To win, America must be strong. And America must be smart. The greatest threat we face is the possibility Al Qaeda or other terrorists will get their hands on a nuclear weapon.
I'm all for putting a stop to terrorism. But first of all, look where defining our opposition to terrorism as a war has gotten us: into several non-figurative wars. Secondly, I am uncomfortable with the phrase "terrorists are beyond reason." While I don't think we should negotiate with terrorists, or spend a lot of time wondering why certain mass murderers hate whom they hate, there is a dehumanizing subtext to the phrasing. Since he has not defined "terrorist," this is a fairly expansive dehumanization. Following with the sentence "We must destroy them" underlines the dehumanizing subtext of the previous sentence. And what about he choice of the verb "to destroy"? Not "destroy their networks," but "destroy them." Why didn't he just say kill them? "Destroy" is a euphemism used to describe the killing of animals. Then he juxtaposes these terrorists with those who are "open to American ideals." The people of the world deserve a life without terrorism whether or not they are receptive to American deals or ideals. Selectively arming militias and providing vast seed capital for private military startups will not deliver them from terrorism.
Then we come to the next paragraph, which is I think the more problematic of the two. He starts out "America must be strong." I'm all for a strong America, by which I mean an America furnished with a military of appropriate strength and skill to protect our country. This is being dismantled by the forces of privatization by people who believe we can buy strength on the open market whenever necessary. But I don't think that's what Kerry means by a strong America.

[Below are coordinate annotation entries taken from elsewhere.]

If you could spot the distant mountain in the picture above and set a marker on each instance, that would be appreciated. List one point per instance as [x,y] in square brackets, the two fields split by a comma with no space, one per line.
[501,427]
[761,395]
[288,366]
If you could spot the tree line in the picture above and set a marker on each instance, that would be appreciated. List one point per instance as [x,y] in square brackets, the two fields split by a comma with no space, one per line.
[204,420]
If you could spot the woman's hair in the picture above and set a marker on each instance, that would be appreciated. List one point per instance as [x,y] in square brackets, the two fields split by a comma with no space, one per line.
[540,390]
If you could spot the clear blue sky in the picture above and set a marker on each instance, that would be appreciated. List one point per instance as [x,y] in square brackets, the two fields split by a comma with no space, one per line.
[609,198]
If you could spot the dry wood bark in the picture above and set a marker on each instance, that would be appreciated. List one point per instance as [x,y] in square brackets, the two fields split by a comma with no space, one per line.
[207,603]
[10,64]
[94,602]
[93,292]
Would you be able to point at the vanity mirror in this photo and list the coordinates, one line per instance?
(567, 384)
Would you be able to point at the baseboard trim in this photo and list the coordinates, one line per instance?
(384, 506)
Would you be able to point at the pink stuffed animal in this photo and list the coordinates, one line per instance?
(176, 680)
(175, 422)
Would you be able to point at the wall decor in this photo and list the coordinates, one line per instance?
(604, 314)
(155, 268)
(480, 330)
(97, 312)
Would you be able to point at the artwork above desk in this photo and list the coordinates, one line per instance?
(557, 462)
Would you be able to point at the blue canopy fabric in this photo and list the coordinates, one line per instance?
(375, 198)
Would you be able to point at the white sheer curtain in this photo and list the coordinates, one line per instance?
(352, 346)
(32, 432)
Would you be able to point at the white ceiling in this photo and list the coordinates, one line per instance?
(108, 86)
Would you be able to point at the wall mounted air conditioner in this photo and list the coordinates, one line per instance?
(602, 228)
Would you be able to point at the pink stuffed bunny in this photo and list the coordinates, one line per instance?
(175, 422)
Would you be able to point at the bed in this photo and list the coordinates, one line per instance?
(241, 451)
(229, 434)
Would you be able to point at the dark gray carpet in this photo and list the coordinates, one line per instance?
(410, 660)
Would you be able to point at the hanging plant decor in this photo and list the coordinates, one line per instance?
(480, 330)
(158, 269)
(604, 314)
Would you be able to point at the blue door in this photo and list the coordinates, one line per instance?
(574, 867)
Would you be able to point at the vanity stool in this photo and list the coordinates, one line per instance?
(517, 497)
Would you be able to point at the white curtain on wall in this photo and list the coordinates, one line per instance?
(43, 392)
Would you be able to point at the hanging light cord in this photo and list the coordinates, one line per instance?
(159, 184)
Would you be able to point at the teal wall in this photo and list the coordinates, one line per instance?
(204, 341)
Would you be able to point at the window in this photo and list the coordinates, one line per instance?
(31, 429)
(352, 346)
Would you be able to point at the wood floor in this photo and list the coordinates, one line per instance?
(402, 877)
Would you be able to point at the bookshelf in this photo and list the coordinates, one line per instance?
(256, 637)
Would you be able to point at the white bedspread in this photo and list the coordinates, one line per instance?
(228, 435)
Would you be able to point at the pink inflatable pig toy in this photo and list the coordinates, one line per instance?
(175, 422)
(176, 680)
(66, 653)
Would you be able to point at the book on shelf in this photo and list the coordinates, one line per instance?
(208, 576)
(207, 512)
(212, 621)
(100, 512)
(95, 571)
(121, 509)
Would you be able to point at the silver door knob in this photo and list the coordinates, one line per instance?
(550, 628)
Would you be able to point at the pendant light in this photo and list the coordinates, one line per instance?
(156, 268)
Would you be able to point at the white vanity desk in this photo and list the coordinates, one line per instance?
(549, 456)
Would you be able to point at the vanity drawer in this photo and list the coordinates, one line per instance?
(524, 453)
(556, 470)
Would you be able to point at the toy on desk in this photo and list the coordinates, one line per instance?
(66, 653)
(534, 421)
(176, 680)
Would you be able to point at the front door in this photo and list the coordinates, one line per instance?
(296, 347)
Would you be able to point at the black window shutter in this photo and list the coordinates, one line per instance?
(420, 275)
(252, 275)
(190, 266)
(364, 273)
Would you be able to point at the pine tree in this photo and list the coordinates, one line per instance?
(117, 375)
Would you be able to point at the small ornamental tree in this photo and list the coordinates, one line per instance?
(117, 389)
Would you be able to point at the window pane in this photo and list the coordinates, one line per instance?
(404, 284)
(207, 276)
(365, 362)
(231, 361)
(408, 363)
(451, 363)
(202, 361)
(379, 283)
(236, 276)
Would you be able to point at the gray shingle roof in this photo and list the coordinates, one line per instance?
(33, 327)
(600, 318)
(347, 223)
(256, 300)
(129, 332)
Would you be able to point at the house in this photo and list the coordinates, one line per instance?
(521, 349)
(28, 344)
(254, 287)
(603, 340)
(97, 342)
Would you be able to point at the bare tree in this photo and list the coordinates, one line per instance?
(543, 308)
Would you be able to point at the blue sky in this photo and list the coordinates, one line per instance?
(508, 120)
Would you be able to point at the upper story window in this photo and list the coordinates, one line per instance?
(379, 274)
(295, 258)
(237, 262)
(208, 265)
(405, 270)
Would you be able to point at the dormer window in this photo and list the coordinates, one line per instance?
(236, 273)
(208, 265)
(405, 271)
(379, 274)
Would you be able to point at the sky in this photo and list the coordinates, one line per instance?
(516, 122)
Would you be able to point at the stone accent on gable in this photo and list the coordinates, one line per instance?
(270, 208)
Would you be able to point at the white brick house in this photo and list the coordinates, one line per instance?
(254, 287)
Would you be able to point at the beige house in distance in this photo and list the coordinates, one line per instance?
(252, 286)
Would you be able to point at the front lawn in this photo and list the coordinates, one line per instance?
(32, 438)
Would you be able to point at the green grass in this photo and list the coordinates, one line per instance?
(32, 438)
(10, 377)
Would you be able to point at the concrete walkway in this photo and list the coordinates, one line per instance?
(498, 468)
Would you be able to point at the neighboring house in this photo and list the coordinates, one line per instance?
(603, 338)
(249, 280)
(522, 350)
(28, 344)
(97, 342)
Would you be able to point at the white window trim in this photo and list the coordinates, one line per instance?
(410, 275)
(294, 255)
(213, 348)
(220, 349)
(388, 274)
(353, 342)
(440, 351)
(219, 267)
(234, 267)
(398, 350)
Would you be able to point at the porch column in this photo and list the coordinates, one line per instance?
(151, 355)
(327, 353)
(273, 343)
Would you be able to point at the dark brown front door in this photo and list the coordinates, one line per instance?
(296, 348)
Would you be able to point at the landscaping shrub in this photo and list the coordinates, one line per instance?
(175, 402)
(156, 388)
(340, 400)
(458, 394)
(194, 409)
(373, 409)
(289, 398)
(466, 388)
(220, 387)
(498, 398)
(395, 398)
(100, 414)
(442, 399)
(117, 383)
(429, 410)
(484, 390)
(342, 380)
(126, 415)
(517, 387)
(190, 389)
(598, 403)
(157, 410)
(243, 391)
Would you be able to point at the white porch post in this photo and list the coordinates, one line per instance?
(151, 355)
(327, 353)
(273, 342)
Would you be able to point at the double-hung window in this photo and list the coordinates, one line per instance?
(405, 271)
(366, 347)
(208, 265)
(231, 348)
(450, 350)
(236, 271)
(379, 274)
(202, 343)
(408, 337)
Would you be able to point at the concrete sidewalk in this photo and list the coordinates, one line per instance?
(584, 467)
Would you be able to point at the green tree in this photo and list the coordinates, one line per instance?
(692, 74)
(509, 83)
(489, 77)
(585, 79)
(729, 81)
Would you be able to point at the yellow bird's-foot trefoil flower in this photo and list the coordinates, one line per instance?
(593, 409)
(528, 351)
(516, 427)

I thinks he means that if he were to have chosen to invade some place like Iraq, he would have had sufficient military force not to screw it up. As nearly as I can tell, Kerry has carefully avoided the privatization issue. (And as for the next sentence, who could argue with "America must be smart."?)
I have to wonder if he really believes "The greatest threat we face is the possibility Al Qaeda or other terrorists will get their hands on a nuclear weapon." That seems to me a failure of imagination. Imagine instead a world in which military force is mostly privatized and is available for hire to whatever entity has the money; and that this privatization extends to nuclear weapons production; a world in which there are dozens of organizations analogous to Al Qaeda, competing organizations with private goals uncoupled from the common good that nation states have some obligation to provide for. Competing multinational private organizations with armed with nuclear weapons seems to me a worse scenario.
But returning to the subject of backbone, how many of the notions in these two paragraphs originate in part from the desks of Karl Rove and Karen Hughes? How much of Kerry's rhetoric on Iraq and on teorrorism boils down to I would have done what he said he'd do, not what he did. It seems to me that the military service issue has loomed so large so as to distract us from the fact that Kerry still lacks the backbone to stand up to the Republican machine.
There was a fair amount of talk in the blogosphere recently about putting on one's game face in order to win this one. I will, but my game face will not be a smiley face. At this point I'm not so much afraid Kerry is going to lose, but rather that if he wins we will still be stuck with so much of the hard right's ideological framework.